One month after date of hire

Basic Life, Supplemental Life and Long Term Disability

First of the month following 30 days after date of hire

Pension Plan, 457 Deferred Compensation

Immediately upon hire

Qualifying Events

Qualifying events are situations that may arise during the plan year that allow you to make changes to your plan(s). Qualifying events are determined by the Internal Revenue Service and must follow what the IRS calls the ‘consistency rule.’ What this means is that the change to the plan is a logical response to the qualifying event. For example, the loss of your spouse’s job would not allow you to drop the spouse from the health insurance because that is not a change consistent with the qualifying event.

For a qualifying event, come to the Benefits Office with the necessary documentation and fill out paperwork to make that change. Unless otherwise indicated all documentation should be original documents.

Qualifying Event Deadline to Enroll Change Date Documentation Required
Marriage

Common law marriage

30 days from event date

Date of Event

Marriage license; Affidavit of Domestic Partnership ;

Declaration and Registration of Informal Marriage available at the County Clerk’s Office

Birth

Adoption

Placement for Adoption

60 days from event date

Date of Event

Birth certificate/birth facts document from the hospital;

Adoption agreement Custody /Guardianship Documents;

Portion of the divorce decree showing the dependent (if applicable)

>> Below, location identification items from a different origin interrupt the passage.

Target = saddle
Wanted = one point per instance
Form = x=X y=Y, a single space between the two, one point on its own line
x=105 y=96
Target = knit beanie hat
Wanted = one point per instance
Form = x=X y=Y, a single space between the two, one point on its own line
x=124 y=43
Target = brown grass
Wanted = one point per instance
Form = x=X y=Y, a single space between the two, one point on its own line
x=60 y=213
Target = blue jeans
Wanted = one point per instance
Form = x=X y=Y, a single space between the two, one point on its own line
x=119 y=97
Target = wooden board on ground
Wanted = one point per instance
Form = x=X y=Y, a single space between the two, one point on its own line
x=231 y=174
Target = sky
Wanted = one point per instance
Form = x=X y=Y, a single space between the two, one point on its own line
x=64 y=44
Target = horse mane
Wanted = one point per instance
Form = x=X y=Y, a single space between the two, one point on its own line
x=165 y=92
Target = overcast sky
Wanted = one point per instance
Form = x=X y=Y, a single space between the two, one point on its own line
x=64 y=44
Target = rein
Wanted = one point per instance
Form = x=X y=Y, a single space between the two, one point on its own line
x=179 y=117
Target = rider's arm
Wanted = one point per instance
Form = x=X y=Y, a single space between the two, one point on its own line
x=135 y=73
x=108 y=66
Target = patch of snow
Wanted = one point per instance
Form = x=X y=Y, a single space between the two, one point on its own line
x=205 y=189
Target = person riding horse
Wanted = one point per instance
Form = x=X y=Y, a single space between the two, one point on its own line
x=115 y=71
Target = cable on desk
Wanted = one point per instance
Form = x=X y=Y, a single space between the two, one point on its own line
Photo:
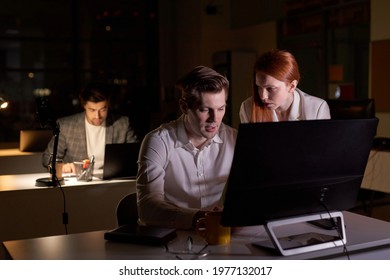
x=338 y=230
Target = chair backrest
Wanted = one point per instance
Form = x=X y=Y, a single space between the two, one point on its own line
x=126 y=210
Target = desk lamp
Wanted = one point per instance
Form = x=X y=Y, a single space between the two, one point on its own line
x=46 y=120
x=3 y=102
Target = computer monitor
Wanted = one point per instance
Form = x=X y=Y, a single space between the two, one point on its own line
x=289 y=169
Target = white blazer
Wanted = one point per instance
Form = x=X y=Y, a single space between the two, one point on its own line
x=304 y=107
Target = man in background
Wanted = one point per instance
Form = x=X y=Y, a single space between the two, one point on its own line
x=85 y=134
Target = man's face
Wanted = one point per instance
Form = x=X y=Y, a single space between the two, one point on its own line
x=96 y=113
x=203 y=122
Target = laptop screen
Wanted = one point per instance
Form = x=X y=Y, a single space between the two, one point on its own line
x=34 y=140
x=120 y=161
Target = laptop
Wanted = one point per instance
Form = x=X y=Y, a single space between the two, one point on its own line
x=120 y=161
x=34 y=140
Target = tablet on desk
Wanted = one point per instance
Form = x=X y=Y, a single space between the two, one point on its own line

Commencement of employment by spouse or change in hours affecting health insurance eligibility

(Gain of coverage)

30 days from event date

Date of Event

Offer letter indicating start date and date benefits begin;

Copy of completed enrollment form indicating when coverage begins and that change is due to new hire;

Letter from new company’s Human Resources Department

Termination of employment by spouse or change in hours affecting health insurance eligibility

(Loss of coverage)

30 days from event date

Date of Event

Certificate of Credible Coverage from health insurance provider;

Letter on company letterhead from the previous company indicating when coverage will end and reason coverage ending.

Death

30 days from event date

Date of Event

Original or Certified copy of the death certificate

Divorce

30 days from event date

Date of Event

Divorce Decree indicating date of dissolution of marriage.

Form 1095-C

Under the Pension Protection Act, the City of Fort Worth is now required to send employees a 1095-C form, which identifies who was covered by the city's health insurance plan for the plan year.

Employees should keep the 1095-C form with a copy of their completed tax returns after filing to avoid potential penalties in the event of an IRS audit.